Commander-in-Chief of the Chilean Navy
- In office 18 June 2009 – 18 June 2013
- President: Michelle Bachelet Sebastián Piñera
- Preceded by: Rodolfo Codina
- Succeeded by: Enrique Larrañaga

Personal details
- Born: 17 April 1956 (age 70) Valparaíso, Chile
- Spouse: Patricia Corssen Macchiavello
- Children: 5

Military service
- Allegiance: Chile
- Branch/service: Chilean Navy
- Rank: Admiral
- Commands: Chilean Navy

= Edmundo González Robles =

Chilean admiral

Admiral Edmundo González Robles (born April 17, 1956) is a Chilean admiral, former commander in chief of the Chilean Navy, appointed by the Supreme Government of Chile for the period June 2009 - June 2013.

== Biography ==

Admiral González was born in Valparaíso on April 17, 1956, and after studying at "The Mackay School" in Viña del Mar, he entered the Naval Academy "Arturo Prat", and graduated as second lieutenant on 1 January 1975, for the twentieth Cruise aboard the training ship Esmeralda.

=== Destinations ===

Served as a junior officer aboard the cruiser Capitán Prat (CL-03), the destroyer "Almirante Riveros", the destroyer "Almirante Williams" and the Missile boat "Chipana".
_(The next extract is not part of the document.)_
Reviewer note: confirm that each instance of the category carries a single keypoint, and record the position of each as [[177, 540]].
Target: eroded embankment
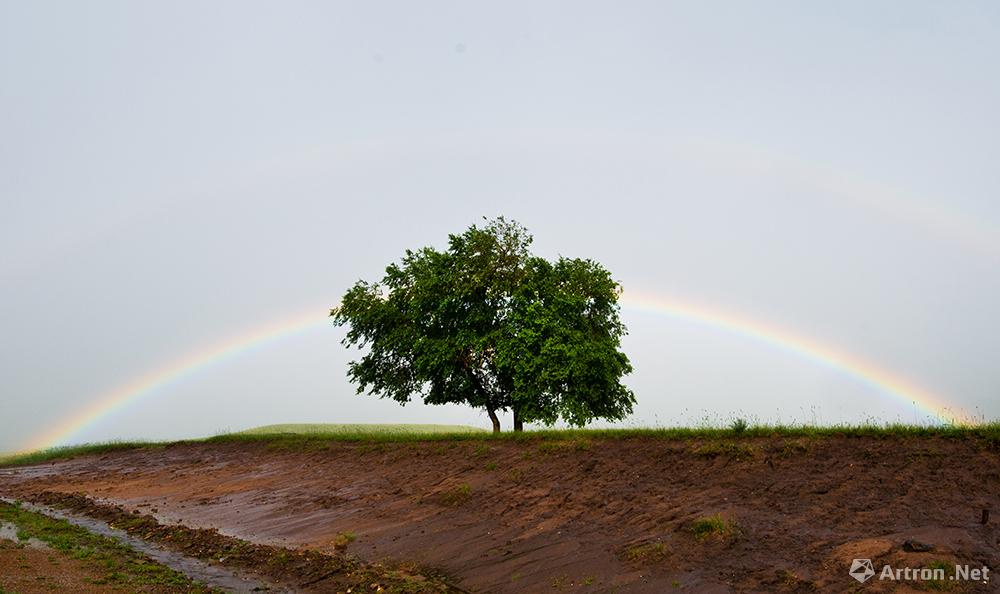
[[631, 515]]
Among their destinations on ground are highlighted by her tenure as instructor Grumetes School "Alejandro Navarrete Cisterna" and the Arms School of the Navy, as Orders Assistant of the Minister of National Defense; in the commandancy-in-chief of the Fourth Naval District; at the Naval Academy "Arturo Prat" as Deputy; in the Commandancy-in-chief of the Navy, as Admiral Secretary and the Naval War College as Professor, Head of Chair and finally as Director.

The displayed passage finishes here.